HERE IS VIDEO OF GORE'S SPEECH:

An excerpt:

... We can see the common thread running through [the seemingly intractable problems that we are facing], deeply ironic in its simplicity: our dangerous over-reliance on carbon-based fuels is at the core of all three of these challenges - the economic, environmental and national security crises.

We're borrowing money from China to buy oil from the Persian Gulf to burn it in ways that destroy the planet. Every bit of that's got to change....

We have such fuels. Scientists have confirmed that enough solar energy falls on the surface of the earth every 40 minutes to meet 100 percent of the entire world's energy needs for a full year. Tapping just a small portion of this solar energy could provide all of the electricity America uses.

And enough wind power blows through the Midwest corridor every day to also meet 100 percent of US electricity demand. Geothermal energy, similarly, is capable of providing enormous supplies of electricity for America.

The quickest, cheapest and best way to start using all this renewable energy is in the production of electricity. In fact, we can start right now using solar power, wind power and geothermal power to make electricity for our homes and businesses.
But to make this exciting potential a reality, and truly solve our nation's problems, we need a new start.

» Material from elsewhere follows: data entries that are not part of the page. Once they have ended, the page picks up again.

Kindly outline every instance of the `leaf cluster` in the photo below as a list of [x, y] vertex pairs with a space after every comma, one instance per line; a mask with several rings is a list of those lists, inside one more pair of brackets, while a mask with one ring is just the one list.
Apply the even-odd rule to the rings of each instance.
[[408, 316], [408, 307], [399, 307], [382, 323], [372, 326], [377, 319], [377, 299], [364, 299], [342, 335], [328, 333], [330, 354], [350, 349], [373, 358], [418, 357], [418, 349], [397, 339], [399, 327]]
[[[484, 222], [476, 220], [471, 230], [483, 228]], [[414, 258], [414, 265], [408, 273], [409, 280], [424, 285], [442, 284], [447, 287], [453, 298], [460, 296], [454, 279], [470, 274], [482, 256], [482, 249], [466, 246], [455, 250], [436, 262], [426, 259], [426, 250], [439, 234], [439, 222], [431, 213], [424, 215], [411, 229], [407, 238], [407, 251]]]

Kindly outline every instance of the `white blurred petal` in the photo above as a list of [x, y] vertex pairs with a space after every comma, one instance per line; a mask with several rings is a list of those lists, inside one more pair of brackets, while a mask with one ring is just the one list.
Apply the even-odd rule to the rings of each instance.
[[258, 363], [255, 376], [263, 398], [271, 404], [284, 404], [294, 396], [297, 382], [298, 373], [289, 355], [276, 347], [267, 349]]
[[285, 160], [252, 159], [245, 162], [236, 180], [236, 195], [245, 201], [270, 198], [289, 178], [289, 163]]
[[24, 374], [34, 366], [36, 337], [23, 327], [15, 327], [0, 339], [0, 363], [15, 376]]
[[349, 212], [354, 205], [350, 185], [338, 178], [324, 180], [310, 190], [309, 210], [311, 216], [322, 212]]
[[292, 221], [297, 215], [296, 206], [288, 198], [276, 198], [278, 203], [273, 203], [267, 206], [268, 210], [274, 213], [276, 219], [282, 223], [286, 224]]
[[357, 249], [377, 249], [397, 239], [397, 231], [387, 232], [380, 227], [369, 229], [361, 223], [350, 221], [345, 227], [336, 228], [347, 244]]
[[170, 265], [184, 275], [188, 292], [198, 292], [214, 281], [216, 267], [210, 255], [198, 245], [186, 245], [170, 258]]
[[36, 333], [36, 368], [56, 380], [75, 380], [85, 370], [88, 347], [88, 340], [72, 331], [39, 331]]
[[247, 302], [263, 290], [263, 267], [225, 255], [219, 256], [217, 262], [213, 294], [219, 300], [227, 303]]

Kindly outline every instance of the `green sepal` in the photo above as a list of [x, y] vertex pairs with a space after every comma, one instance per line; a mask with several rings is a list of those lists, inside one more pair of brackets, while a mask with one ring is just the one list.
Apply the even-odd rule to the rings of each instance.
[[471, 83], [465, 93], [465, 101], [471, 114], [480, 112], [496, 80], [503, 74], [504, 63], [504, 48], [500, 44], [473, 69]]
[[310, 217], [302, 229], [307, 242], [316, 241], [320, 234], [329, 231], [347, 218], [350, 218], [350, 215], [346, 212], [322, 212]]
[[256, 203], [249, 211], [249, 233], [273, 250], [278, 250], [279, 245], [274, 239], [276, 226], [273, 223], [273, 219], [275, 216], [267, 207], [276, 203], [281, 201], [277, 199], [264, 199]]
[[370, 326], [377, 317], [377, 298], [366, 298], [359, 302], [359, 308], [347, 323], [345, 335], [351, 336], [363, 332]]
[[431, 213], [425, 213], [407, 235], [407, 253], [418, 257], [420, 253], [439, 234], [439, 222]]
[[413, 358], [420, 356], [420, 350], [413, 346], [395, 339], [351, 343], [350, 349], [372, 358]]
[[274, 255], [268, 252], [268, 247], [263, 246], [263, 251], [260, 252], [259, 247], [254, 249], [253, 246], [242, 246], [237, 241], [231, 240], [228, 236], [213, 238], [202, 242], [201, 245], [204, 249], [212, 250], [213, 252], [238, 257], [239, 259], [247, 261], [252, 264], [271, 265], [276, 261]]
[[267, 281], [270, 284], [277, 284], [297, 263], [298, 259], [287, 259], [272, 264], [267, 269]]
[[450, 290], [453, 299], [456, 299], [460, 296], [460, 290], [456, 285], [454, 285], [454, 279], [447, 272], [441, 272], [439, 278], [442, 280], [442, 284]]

That's why I'm proposing today a strategic initiative designed to free us from the crises that are holding us down and to regain control of our own destiny. It's not the only thing we need to do. But this strategic challenge is the lynchpin of a bold new strategy needed to re-power America.

Today I challenge our nation to commit to producing 100 percent of our electricity from renewable energy and truly clean carbon-free sources within 10 years.
This goal is achievable, affordable and transformative. It represents a challenge to all Americans - in every walk of life: to our political leaders, entrepreneurs, innovators, engineers, and to every citizen.

A few years ago, it would not have been possible to issue such a challenge. But here's what's changed: the sharp cost reductions now beginning to take place in solar, wind, and geothermal power - coupled with the recent dramatic price increases for oil and coal - have radically changed the economics of energy.